Mehr als 60 Tote bei Terrorserie im Irak

Bagdad - Die Zweifel an der Exit-Strategie der US-Regierung für den Irak und Afghanistan werden größer. Nach dem Abzug der letzten US- Kampftruppen ist der Irak von einer Terrorwelle erschüttert worden.

Nach Angaben von Augenzeugen, Ärzten und Polizisten starben am Mittwoch durch Sprengstoffanschläge und Selbstmordattentate landesweit mindestens 64 Menschen. Rund 190 Menschen wurden bei den Anschlägen verletzt. Die Polizei zählte binnen weniger Stunden über 20 Explosionen in zehn Städten. Erst am Vortag hatte die US-Armee erklärt, der Abzug ihrer Kampftruppen sei beendet.
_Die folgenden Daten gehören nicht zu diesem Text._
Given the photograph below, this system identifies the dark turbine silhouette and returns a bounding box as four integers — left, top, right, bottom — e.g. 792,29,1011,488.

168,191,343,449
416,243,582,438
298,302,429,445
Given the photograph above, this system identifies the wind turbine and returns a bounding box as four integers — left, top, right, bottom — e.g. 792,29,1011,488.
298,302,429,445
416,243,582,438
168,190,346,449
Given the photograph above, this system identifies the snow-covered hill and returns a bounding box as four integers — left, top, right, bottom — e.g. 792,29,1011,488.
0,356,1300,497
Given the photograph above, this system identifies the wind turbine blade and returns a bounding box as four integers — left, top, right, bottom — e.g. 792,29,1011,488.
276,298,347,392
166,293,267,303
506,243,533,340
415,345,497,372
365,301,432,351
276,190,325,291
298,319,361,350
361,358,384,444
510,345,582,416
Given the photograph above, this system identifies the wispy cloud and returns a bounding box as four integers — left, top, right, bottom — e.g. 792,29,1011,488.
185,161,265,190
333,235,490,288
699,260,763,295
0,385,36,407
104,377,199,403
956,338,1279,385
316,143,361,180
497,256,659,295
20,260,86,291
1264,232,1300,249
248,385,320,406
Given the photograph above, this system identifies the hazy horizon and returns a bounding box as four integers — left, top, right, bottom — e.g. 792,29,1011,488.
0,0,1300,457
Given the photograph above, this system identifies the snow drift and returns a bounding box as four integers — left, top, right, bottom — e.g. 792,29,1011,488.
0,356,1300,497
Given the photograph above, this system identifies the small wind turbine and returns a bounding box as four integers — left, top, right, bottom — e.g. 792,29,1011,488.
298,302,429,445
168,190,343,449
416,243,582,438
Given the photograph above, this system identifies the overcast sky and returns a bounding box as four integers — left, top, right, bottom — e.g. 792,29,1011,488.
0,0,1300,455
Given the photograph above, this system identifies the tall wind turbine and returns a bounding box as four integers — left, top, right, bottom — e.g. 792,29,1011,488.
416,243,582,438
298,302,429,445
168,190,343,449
“Diese Explosionen zeigen uns, dass die irakischen Sicherheitskräfte noch nicht fähig und richtig ausgerüstet sind, um die Verantwortung für die Sicherheit zu übernehmen, jetzt, wo die US- Truppen nicht mehr da sind“, sagte der Parlamentarier Fallah al- Luhaibi der Nachrichtenagentur dpa. Al-Luhaibi gehört der Al-Irakija- Liste an, die seit der Parlamentswahl im März die stärkste Fraktion bildet, aber wegen des seither andauernden Streits um die Schlüsselpositionen noch keine Regierung bilden konnte.

Das ist Afghanistan

Das ist Afghanistan

Das US-Außenministerium bezeichnete die Zunahme der Gewalt in jüngster Zeit als wenig überraschend. “Es war vorhersagbar, da es Fraktionen im Irak gibt, die den Fortschritt unterlaufen wollen, der dort gemacht wurde“, sagte der Sprecher des Außenamtes, Mark Toner in Washington. “Aber insgesamt lässt die Gewalt nach und die Stabilität nimmt zu.“

Die US-Armee hatte am Dienstag bekanntgegeben, die Zahl ihrer Truppen im Irak sei erstmals seit dem Einmarsch von 2003 auf weniger als 50 000 Soldaten gesunken. US-Präsident Barack Obama wird am kommenden Dienstag (31. August) eine Rede an die Nation zum Irak-Krieg halten. Es handele sich dabei um seine zweite Ansprache aus dem Oval Office, dem Arbeitszimmer des Präsidenten, teilte das Weiße Haus mit. Die Rede wird gewöhnlich von allen großen US-Fernsehsendern übertragen.

Bomben explodierten neben Polizeistationen

Die meisten Toten gab es am Mittwoch in der Stadt Al-Kut südlich von Bagdad. Nach Angaben von Augenzeugen starben hier allein 20 Menschen, als ein Selbstmordattentäter neben dem Gebäude der Provinzverwaltung eine Autobombe zündete. 90 Menschen erlitten Verletzungen. Weitere Anschläge ereigneten sich in Nord-Bagdad, in der Schiiten-Stadt Kerbela, in Basra, Ramadi, Falludscha, Dudschail, al-Makdadija, Kirkuk, Mossul und Bakuba.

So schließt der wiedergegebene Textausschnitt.